The progress work on structural electronics is not limited to just IME. Conformal printing can also be seen within the same context since it enables metallizing 3D surfaces. Here too inks suppliers are having to modify their formulations to render them compatible with the new deposition processes, to make them adhere strongly to various plastic substrates, and to give them high conductivity at low annealing temperatures to succeed against the likes of laser direct structuring.
3D printed electronics is also part of the same trend. Here, the idea is to 3D print intelligent objects with structurally-integrated circuitry, adding a new dimension to 3D printing prototyping. This trend also brings with it new requirements such as strong adhesion to common 3D printable substrates as well as low-temperature curing.
Touch screens: The trend to narrow the bezel will not stop until the bezel vanishes. This trend has constantly pushed the requirements on touch screen edge electrodes, narrowing the linewidth-over-spacing (L/S) specifications from 100/100 µm to now beyond 20/20. Printing therefore risked fully losing its place when requirements went beyond capabilities of precision screen printing. The adaptability of conductive ink technology however came to the rescue, again. Here, photo-patternable and laser-cut inks were developed, enabling fine features made using a hybrid approach.
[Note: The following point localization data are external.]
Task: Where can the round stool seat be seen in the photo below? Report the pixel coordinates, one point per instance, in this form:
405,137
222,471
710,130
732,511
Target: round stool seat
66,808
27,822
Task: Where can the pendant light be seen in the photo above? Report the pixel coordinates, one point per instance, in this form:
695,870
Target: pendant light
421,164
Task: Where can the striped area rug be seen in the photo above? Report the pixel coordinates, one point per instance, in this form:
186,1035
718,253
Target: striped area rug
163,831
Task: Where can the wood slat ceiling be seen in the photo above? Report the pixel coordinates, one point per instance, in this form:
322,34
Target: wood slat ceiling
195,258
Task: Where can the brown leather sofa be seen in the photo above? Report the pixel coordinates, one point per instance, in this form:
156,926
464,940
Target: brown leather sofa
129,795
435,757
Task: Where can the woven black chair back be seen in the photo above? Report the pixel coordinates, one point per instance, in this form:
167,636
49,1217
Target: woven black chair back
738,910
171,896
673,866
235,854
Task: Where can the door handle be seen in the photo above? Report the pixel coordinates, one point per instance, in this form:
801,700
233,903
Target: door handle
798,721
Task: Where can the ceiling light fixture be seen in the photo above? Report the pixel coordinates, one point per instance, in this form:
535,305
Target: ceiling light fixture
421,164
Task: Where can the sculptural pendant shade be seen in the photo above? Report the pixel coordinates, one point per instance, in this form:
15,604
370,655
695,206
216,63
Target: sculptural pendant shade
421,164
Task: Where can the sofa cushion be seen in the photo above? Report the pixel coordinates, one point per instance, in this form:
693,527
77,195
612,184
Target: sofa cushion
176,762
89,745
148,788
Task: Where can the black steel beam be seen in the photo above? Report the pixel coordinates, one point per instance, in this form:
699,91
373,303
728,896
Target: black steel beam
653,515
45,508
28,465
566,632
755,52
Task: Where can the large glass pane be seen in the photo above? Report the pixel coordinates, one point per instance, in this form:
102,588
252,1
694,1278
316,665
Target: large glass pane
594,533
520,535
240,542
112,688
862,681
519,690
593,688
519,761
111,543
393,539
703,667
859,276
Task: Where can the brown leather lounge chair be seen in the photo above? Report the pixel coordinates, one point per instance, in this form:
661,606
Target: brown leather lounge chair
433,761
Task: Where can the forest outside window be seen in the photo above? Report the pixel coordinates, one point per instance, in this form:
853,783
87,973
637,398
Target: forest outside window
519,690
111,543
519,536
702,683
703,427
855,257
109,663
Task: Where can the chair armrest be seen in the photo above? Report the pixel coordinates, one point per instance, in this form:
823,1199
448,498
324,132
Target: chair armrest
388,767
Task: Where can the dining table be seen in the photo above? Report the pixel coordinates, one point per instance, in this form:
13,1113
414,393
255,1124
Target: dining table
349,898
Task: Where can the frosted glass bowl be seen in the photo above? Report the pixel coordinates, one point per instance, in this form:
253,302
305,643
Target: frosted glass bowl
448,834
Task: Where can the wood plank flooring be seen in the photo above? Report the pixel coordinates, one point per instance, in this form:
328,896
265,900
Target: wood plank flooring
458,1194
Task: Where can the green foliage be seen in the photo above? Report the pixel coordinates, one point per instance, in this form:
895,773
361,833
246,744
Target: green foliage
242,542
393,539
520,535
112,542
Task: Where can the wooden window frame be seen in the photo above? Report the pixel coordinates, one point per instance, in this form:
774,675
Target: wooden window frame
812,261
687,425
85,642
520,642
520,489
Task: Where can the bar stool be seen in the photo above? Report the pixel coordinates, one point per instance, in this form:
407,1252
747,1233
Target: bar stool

Conductive inks have also been eyeing the ITO replacement opportunity. Direct printing had seemed not good enough due to its perceived inability to print ultra-fine lines (<<10 µm). The short-term solution was to commercially use a hybrid approach in which conductive inks filled narrow trenches embossed into the substrate. Now, however, after years of development, direct printing has also demonstrated <10um capability, increasingly making it a viable option, particularly for large area touch surfaces. Adaptability of the conductive ink technology was vital in all this, enabling the industry to develop new printing processes.